Aug 2, 2019
Let’s say that you smoked heavily in your younger years but then quit. That’s good news for your health, but a new study just published from the Johns Hopkins School of Public Health shows that your risk of circulatory problems in your legs goes on for up to 30 years after you quit.

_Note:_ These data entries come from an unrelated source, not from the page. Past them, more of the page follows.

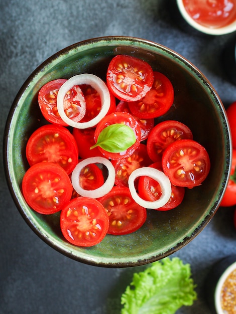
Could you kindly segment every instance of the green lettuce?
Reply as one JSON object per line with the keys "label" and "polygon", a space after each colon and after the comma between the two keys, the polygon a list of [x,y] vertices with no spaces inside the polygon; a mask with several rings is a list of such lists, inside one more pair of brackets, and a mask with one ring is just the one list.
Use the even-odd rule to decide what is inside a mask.
{"label": "green lettuce", "polygon": [[121,297],[121,314],[173,314],[197,299],[189,264],[178,257],[152,263],[134,274]]}

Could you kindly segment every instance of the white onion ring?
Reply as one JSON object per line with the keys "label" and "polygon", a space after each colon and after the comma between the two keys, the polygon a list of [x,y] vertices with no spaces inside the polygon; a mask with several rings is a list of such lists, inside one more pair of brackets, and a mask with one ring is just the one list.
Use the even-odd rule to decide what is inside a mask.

The study looked at 13,355 subjects at Hopkins, the University of North Carolina, and UC-San Diego for more than 26 years, and tabulated their development of peripheral arterial disease, coronary artery disease, and cerebral vascular disease with stroke. Those who smoked the longest and most heavily had the highest risks in each category. Most important was the finding that the risk of peripheral vascular disease lasted the longest at 30 years followed by coronary artery disease at 20 years.
This study proves that once your begin smoking, you are damaging your body for close to forever. The best strategy is never to begin.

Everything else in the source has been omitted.